J’écris ceci parce que le problème sous-jacent de la loi du « seulement oui est oui » est aussi linguistique, et donc symbolique : une guérilla de gauche classique, une obsession séculaire pour les noms des choses plutôt que pour les choses en elles-mêmes. En assimilant la notion d' »abus sexuel » à celle d' »agression sexuelle » -qui ne différait que par le recours à la violence ou à l’intimidation-, Les engrenages délicats de la loi ont été chargésqu’ils pensaient être un peu moins qu’un Power Point, cela a déjà été vu.

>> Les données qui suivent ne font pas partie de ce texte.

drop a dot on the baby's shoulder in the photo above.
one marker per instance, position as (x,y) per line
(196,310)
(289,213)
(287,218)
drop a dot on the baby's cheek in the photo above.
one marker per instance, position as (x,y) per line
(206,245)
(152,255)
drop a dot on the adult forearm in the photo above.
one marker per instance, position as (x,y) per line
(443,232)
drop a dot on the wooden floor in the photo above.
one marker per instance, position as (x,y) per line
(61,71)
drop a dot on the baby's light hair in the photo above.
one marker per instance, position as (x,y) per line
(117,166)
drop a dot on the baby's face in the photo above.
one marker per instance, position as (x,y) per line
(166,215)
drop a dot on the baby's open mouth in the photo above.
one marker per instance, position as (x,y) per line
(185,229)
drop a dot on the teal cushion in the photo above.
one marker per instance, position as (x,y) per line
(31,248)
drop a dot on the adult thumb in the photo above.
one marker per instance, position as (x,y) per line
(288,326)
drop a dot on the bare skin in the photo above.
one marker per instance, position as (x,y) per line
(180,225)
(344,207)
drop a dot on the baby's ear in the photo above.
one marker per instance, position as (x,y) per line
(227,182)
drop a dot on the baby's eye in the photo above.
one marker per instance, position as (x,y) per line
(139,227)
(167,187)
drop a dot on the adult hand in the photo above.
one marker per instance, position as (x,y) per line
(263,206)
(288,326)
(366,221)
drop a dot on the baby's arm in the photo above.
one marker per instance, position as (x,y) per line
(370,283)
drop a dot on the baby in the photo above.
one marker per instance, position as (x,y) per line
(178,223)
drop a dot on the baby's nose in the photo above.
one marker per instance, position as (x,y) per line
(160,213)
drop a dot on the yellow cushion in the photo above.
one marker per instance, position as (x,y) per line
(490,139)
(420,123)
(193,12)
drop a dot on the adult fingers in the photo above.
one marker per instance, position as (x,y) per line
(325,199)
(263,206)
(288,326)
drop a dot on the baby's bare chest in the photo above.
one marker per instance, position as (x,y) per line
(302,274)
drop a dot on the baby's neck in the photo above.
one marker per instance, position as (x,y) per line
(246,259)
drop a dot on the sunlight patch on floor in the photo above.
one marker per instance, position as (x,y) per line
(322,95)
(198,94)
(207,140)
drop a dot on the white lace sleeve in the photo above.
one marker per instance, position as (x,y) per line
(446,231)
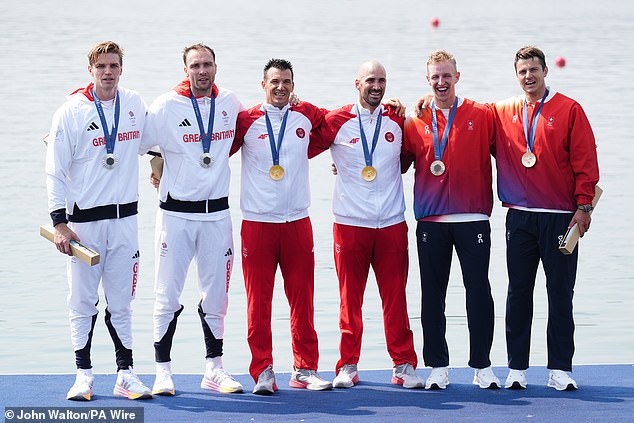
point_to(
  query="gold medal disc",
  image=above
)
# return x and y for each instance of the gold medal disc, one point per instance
(437, 167)
(276, 172)
(529, 159)
(368, 173)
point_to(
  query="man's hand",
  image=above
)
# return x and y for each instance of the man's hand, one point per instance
(399, 108)
(423, 103)
(582, 219)
(62, 238)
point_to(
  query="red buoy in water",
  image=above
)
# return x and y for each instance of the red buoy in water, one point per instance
(560, 62)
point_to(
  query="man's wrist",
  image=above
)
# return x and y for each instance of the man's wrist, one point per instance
(585, 207)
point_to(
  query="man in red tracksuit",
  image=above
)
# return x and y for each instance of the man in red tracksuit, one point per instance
(365, 141)
(276, 230)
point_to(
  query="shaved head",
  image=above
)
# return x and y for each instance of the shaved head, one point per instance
(371, 82)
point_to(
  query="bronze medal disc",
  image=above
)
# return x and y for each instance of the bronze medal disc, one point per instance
(437, 168)
(276, 172)
(529, 159)
(368, 173)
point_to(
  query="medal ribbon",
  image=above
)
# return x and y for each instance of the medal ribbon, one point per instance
(110, 137)
(439, 150)
(364, 141)
(530, 134)
(205, 137)
(275, 150)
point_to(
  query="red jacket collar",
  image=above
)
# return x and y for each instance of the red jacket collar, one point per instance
(184, 87)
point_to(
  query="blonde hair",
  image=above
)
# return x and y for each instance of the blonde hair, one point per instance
(439, 56)
(104, 47)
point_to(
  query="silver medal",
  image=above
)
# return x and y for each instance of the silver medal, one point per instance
(206, 160)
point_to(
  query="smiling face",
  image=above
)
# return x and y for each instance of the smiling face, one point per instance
(371, 83)
(442, 78)
(278, 85)
(106, 72)
(200, 68)
(531, 75)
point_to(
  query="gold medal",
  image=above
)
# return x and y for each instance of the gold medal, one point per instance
(368, 173)
(437, 167)
(276, 172)
(529, 159)
(206, 160)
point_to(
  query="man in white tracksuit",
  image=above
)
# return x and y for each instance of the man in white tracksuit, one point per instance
(193, 125)
(92, 183)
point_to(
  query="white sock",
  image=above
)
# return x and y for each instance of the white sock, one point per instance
(214, 363)
(85, 372)
(166, 367)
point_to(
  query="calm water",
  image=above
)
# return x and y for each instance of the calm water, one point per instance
(43, 47)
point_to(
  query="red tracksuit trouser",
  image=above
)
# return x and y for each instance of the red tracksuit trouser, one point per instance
(264, 246)
(385, 249)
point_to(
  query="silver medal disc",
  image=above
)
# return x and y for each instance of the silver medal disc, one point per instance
(206, 160)
(109, 161)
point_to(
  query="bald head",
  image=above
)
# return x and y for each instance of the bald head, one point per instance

La fourchette du « seulement oui, c’est oui » passe de quatre à douze ans de prison, alors que celle de l’ancienne loi était de six à douze ans. Cela veut dire que les violeurs et pédophiles qui ont été condamnés en leur temps à des peines de prison dans la moitié inférieure de la fourchette, voient aujourd’hui leurs peines réduites et sortent faire un petit tour : parce que notre justice -et c’est un principe fondamental et inaliénable de État de droit – est pro reo et oblige les juges à exécuter les lois qui sont les plus bénéfiques pour la personne condamnée. Ce n’est pas du machisme, Montero. C’est une pure garantie démocratique -cet « abus de statistiques », comme disait Borges-.
« La droite veut qu’on revienne à l’épreuve probante des agressions sexuelles. Et on ne veut pas qu’on nous redemande si on résiste, mais plutôt qu’on nous demande si on consent, c’est ce qu’on met au centre », dit Irène maintenant, aussi en colère qu’elle soit, on ne sait pas avec qui. C’est un écran de fumée : le consentement a toujours été la colonne vertébrale de la loià la fois l’ancien et le nouveau. Je comprends que vous entendiez -dans votre rhétorique opportuniste avec laquelle vous aimez tromper les gens- que votre texte, en assimilant les deux crimes, entend abaisser l’exigence de preuve du second, au-delà du témoignage de la victime. Qu’importe ce qu’il a prétendu. Ce que nous savons, c’est ce qu’ils ont accompli.
Ils ont fait quelque chose de bien : ils ont élargi la casuistique sur d’autres fronts, en incluant, par exemple, le crime de soumission chimique. Mais le bilan de sa « loi des étoiles » continue d’être lamentable.
Si tu penses à ça, celui qui a été formé par un petit mot.
Cela a été la conquête du Ministère de la femme, une sorte de capital symbolique -ils ne vous ont pas « maltraitée », ils vous ont « agressée », ce qui sonne plus fort, et je l’ai senti- qui ne trouve pas sa place dans la pratique world , qui est celui qui minimise les phrases. Ils nous ont passé la main dans le dos pour que nous soyons détendus : croyez-moi, ma belle. C’est une victoire à la Pyrrhus. Que ferons-nous de cette satisfaction verbale visqueuse ? De quoi le dictionnaire nous sauvera-t-il ?
Je ne sais pas si nous rentrerons seuls et ivres, mais des avocats sûrs, même après un viol.
« Non, écoutez, une chose, puisque vous avez pris mon téléphone portable et que vous m’avez mis dans un portail. Je sais que tu vas m’agresser sexuellement maintenant, mais c’est comme ça que ça s’appelle, d’accord ? Que ce ne sera pas un abus : il n’y a aucune possibilité, même si vous obtenez le meilleur avocat de la ville. Vous sortirez de prison plus tôt, mais soyez clair sur le nom du crime que vous êtes sur le point de commettre. Échec et mat ».
Chaque jour qui passe sans que United We Can reconnaisse son gâchis sera une offense pour les victimes. Chaque jour leur indignité grandit, comme une mauvaise herbe. La douleur des femmes leur importe peu : elles s’agiteront avant d’assumer l’erreur, car ils craignent de devoir ainsi abandonner le petit sac qui leur procure tant de joie et enfin rentrer à la maison.
J’ai hâte de le faire comme ils le souhaitent. Seul et/ou ivre.